When excluded-file input data becomes unavailable, excluded-file badges and overlays are also cleared so stale excluded-file state does not remain visible after the active context changes.

Extension Configuration

The extension exposes workspace-scoped VS Code settings under the tfTools namespace. These settings let a workspace maintainer point the extension at the correct manifest, cargo workspace, artifacts directory, and debug-template directory, and they also control optional UI behavior.

At a high level, the settings fall into three groups:

• Workspace paths: Control where the extension looks for the manifest file, the cargo workspace, build artifacts, and debug templates.
• Visibility settings: Control whether the active build context is shown in the status bar and how excluded files are marked in the Explorer and editors.
• Excluded-file scope settings: Control which files are eligible to be marked as excluded from the active build configuration.

Workspace Path Settings

• tfTools.manifestPath: string, default core/embed/xtask/tf-tools/manifest.yaml. Path to the manifest file, relative to the workspace root.
• tfTools.cargoWorkspacePath: string, default core/embed. Path to the cargo workspace used for build-related tasks, relative to the workspace root. If the setting is cleared, the workspace root is used.
• tfTools.artifactsPath: string, default core/build-xtask/artifacts. Absolute or workspace-relative path to the build artifacts directory. If the setting is cleared, artifact-based IntelliSense resolution is disabled.
• tfTools.debug.templatesPath: string, default core/embed/xtask/tf-tools/debug. Path to the directory that contains debug template files, relative to the workspace root unless given as an absolute path.

Visibility Settings

• tfTools.showConfigurationInStatusBar: boolean, default true. Controls whether the active build configuration is shown in the VS Code status bar.
• tfTools.excludedFiles.grayInTree: boolean, default true. Controls whether excluded files are grayed in the Explorer in addition to showing an exclusion badge.
• tfTools.excludedFiles.showEditorOverlay: boolean, default true. Controls whether excluded files show a warning overlay in the editor.

Excluded-File Scope Settings

• tfTools.excludedFiles.fileNamePatterns: array of strings, default ['*.c']. Basename-only, case-sensitive glob patterns that define which file names are eligible for excluded-file marking.
• tfTools.excludedFiles.folderGlobs: array of strings, default ['core/embed/**', 'core/vendor/**']. Absolute or workspace-relative folder globs that define where excluded-file marking applies, including recursive matches with **.

These settings are intended to be adjusted at the workspace level so the extension behaves consistently for all users working in the same repository.

Startup And Refresh Behavior

The extension keeps the tree view, status bar, IntelliSense integration, artifact state, and workflow availability aligned with the current workspace state. This behavior starts at activation and continues whenever the manifest, relevant settings, or the active build context change.

Activation

When the extension activates, it always registers the configuration tree view so the side-bar surface is available immediately.
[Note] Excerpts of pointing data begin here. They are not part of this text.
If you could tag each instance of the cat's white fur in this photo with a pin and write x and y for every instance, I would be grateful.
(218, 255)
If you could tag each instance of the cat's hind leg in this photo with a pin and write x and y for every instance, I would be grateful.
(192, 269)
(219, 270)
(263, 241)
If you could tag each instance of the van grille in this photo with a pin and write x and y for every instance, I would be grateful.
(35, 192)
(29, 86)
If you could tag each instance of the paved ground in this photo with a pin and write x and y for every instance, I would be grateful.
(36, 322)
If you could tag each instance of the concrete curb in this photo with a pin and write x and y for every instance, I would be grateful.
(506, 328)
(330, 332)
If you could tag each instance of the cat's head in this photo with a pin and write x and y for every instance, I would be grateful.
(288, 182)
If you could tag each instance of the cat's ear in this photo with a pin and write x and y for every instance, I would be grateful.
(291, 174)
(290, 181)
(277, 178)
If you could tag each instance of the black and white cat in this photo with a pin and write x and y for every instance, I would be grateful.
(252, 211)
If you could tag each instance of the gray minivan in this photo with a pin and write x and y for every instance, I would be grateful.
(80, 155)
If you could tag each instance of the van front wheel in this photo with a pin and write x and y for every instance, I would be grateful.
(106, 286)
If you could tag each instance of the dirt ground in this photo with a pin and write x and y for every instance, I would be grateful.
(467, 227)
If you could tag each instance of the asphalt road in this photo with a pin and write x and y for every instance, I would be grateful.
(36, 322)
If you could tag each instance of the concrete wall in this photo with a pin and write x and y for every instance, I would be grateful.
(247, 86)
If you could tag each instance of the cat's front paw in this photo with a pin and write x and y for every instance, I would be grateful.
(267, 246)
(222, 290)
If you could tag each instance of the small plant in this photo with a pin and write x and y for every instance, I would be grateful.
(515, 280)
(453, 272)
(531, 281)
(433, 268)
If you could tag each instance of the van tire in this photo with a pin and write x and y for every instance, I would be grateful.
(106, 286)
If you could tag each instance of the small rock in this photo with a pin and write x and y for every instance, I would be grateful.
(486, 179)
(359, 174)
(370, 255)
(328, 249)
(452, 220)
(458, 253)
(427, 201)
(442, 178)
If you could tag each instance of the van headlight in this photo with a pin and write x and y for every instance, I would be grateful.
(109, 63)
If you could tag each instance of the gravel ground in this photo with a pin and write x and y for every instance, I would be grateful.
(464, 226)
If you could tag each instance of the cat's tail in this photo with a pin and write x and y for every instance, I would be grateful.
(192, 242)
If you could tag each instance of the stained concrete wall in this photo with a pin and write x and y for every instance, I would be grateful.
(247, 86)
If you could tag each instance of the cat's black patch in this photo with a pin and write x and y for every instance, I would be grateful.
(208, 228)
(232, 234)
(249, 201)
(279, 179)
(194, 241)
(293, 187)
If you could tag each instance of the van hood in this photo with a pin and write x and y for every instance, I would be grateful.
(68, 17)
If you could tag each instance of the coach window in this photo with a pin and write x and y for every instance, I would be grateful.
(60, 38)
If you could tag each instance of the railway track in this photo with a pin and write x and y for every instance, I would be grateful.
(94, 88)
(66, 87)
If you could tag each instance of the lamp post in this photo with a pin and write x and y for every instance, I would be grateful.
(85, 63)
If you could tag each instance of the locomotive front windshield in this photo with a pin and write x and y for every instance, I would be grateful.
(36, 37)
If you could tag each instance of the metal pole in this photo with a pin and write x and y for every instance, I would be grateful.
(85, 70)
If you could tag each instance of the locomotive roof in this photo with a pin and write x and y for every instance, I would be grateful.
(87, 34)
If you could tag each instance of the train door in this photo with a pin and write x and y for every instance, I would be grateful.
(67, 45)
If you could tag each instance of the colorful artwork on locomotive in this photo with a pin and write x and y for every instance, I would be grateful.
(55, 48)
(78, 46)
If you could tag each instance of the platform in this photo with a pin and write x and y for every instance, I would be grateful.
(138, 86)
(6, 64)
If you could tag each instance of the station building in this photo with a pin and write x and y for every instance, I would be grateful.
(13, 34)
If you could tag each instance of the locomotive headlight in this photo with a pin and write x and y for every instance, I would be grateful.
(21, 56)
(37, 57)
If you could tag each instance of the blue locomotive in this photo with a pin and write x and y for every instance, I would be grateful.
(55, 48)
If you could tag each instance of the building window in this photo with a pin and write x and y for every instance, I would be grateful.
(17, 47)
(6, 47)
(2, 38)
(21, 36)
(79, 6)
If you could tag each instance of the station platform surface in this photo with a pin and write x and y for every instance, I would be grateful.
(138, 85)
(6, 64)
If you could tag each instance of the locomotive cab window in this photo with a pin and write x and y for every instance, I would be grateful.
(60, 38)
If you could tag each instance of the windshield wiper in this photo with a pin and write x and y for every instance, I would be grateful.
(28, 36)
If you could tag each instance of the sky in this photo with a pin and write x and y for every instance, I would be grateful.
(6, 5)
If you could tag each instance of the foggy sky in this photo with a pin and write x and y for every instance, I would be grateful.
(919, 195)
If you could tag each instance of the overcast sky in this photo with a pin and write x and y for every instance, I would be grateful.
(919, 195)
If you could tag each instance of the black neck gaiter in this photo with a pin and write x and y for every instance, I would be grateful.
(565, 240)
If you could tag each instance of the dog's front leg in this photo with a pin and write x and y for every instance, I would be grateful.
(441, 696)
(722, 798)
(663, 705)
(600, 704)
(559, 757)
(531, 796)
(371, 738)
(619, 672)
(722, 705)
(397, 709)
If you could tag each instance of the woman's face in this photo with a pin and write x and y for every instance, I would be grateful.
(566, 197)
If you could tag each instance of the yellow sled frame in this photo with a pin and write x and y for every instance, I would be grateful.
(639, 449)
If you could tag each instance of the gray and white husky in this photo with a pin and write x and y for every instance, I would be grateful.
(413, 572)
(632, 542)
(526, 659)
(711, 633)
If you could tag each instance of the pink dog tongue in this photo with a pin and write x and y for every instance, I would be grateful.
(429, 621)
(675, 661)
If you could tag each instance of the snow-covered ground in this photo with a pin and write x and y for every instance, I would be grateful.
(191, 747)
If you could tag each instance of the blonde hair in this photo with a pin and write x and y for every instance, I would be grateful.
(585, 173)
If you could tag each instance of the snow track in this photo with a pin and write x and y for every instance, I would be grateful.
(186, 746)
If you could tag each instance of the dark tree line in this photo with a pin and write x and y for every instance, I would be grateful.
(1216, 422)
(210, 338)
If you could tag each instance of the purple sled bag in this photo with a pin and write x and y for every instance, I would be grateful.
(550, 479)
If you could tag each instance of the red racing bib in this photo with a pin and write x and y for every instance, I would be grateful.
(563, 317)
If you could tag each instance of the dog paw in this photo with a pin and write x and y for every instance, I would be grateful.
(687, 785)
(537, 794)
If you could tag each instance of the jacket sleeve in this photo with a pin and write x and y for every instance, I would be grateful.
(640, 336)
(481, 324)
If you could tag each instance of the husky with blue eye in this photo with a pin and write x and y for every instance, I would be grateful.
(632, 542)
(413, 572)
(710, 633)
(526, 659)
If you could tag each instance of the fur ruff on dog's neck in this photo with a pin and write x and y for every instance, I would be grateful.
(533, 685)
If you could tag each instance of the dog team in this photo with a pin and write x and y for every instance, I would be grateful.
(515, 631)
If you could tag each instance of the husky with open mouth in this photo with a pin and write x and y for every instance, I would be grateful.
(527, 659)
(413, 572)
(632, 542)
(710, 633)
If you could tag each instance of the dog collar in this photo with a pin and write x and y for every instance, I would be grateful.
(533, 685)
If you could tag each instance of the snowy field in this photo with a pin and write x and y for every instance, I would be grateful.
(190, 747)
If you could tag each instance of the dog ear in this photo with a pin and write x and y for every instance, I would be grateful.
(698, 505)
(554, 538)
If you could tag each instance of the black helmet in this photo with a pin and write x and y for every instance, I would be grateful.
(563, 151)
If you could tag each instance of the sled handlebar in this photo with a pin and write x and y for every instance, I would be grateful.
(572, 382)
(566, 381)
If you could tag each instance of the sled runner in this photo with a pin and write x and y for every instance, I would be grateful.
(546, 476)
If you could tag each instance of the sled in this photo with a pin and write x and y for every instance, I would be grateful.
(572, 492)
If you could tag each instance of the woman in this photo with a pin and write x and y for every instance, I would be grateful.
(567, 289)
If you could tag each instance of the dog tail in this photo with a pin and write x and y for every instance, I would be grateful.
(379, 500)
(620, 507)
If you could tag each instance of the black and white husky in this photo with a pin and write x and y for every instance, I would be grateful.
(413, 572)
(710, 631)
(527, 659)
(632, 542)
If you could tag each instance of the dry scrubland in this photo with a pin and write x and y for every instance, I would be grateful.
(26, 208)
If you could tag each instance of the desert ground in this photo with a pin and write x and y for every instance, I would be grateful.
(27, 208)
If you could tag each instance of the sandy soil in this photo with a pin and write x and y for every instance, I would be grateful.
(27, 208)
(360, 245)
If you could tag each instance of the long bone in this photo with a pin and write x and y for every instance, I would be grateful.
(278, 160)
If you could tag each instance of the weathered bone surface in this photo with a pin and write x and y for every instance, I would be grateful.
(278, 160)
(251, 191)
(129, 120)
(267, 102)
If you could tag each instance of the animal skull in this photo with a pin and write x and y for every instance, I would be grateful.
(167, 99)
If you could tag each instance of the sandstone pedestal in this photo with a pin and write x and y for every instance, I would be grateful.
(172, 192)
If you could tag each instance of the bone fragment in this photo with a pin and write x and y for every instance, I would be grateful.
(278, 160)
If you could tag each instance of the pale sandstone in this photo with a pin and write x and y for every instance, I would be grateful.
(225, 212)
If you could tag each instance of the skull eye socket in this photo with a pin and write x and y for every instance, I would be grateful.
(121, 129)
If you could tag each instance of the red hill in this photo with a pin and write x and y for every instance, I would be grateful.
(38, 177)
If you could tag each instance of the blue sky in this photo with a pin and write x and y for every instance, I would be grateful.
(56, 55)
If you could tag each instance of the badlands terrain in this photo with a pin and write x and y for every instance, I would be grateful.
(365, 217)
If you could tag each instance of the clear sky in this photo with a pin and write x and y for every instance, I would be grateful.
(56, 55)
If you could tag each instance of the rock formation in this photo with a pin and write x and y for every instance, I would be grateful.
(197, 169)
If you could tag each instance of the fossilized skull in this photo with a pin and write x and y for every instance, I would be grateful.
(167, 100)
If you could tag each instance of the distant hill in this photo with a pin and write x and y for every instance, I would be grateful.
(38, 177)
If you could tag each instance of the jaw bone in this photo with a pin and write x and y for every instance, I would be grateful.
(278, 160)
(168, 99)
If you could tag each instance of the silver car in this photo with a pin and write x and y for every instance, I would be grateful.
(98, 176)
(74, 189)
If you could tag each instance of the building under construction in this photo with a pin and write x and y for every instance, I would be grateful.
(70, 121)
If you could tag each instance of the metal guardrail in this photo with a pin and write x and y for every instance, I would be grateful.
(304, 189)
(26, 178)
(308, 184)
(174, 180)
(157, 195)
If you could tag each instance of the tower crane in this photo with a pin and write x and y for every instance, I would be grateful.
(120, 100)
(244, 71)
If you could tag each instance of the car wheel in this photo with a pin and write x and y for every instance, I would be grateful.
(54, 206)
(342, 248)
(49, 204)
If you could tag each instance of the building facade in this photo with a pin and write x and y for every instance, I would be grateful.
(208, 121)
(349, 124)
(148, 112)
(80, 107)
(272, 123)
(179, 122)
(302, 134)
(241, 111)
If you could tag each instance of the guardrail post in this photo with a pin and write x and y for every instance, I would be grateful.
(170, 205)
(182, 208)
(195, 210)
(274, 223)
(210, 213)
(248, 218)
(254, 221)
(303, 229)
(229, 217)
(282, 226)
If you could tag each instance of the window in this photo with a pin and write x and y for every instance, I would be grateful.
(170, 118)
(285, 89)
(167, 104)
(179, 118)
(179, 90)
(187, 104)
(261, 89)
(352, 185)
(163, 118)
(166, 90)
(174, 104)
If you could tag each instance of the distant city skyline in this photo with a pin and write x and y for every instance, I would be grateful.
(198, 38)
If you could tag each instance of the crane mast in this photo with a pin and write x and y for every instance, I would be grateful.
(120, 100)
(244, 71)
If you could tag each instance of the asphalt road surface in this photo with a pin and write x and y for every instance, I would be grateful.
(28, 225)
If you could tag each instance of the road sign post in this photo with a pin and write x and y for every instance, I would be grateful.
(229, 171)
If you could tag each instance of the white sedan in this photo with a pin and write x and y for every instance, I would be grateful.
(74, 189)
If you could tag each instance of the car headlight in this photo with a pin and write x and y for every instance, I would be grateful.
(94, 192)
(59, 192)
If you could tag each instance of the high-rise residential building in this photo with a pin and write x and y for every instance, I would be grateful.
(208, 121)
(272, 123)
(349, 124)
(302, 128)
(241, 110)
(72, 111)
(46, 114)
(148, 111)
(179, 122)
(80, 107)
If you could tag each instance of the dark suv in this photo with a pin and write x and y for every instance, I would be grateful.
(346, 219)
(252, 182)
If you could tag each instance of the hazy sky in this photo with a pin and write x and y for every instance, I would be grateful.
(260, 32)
If the workspace is unsupported or no workspace folder is open, the extension shows a warning, keeps workflow actions blocked, and does not attempt to load workspace-specific manifest, artifact, or IntelliSense state.

If the workspace is supported, the extension:

• Resolves the configured manifest path, artifacts path, cargo workspace path, and debug templates path.
• Starts the manifest service and begins watching the configured manifest file.
• Initializes the status-bar presenter, IntelliSense service, and excluded-file visibility services.
• Restores the persisted active build context when possible and normalizes it against the loaded manifest if previously saved values are no longer valid.
• Restores persisted build-option selections and resolves them against the active build context.
• Updates the tree view, status bar, diagnostics, log output, workflow blocking state, artifact rows, and action enablement from the loaded state.
• Schedules an initial IntelliSense refresh.

Manifest Change

The manifest service watches the configured manifest file for create, change, and delete events and reloads it with debounce behavior so rapid edits do not trigger excessive refreshes.

When the manifest changes:

• The manifest is re-read and re-validated.
• Diagnostics and log output are refreshed to reflect the new manifest state.
• The active build context is restored and normalized again so stale model, target, or component ids are replaced with valid selections.
• Build options are re-resolved against the updated manifest and the current active build context.
• The tree view is refreshed, including build selection, build options, warning states, and artifact rows.
• Workflow blocked state, artifact-action applicability, and debugging availability are recomputed.
• IntelliSense is updated with the new manifest state and refreshed so compile-commands and excluded-file state follow the new configuration.

If the manifest becomes missing or invalid, the extension keeps the UI available but shows the failure through warnings, diagnostics, log output, and blocked workflow state.

Setting Change

The extension reacts to changes in relevant tfTools settings without requiring a window reload.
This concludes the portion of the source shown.